Law firm revenue has risen by 5.3% year-over-year in the first half of 2020 as many practices upped their billing rates and shortened the collection cycle, according to a recent report from Citi Private Bank's Law Firm Group.
However, with demand falling by 0.9% over the first six months of the year, firms could be under higher pressure going into the second half, Citi said. The report surveyed 196 law firms and found that many are concerned about their ability to collect, carrying a 4.7% inventory growth into the third quarter, which has slowed compared to the 6.6% inventory increase last year.
With economic prospects still uncertain, Gary Klein of legal search firm Klein Landau & Romm Inc. said that law firms have also been using the pandemic as an "excuse" to streamline overhead.
"I don't think there's any doubt that firms have used the pandemic to eliminate underperforming people, lawyers, including at the partner level," Klein said. "It's a really good way to expose underperformance at a time when underperformance cannot be tolerated."

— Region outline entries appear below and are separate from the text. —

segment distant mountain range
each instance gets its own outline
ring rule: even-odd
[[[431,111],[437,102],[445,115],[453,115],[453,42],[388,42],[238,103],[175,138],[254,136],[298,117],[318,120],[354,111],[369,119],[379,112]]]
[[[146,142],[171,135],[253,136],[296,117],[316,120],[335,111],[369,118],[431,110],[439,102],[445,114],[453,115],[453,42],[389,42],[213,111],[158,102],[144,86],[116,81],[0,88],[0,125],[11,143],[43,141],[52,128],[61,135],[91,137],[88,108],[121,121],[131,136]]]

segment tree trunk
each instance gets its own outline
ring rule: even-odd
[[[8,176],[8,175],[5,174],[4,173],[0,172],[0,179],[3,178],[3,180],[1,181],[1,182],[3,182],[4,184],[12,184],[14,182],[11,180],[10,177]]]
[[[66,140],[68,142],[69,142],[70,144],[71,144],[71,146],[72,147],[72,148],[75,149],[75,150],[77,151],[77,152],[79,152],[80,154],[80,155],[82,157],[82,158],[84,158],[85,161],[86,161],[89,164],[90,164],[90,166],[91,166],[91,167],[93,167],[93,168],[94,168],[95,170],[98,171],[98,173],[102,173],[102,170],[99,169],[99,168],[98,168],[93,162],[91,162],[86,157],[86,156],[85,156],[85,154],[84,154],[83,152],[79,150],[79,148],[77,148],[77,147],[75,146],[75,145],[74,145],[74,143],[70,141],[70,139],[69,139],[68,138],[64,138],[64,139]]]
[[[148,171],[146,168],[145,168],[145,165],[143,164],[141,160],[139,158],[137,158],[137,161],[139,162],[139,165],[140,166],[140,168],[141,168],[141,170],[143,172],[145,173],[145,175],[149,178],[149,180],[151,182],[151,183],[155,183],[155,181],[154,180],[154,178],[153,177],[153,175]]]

Furthermore, because the timing also coincides with law firms' annual review cycle, law firm strategist Hugh Simons, a former senior partner at the Boston Consulting Group, said it had made it "very easy" to let people go in stealth mode.
"It is in the best interest of an associate who has been let go and is looking for a new job to be able to say that they got laid off because there wasn't enough business," Simons said.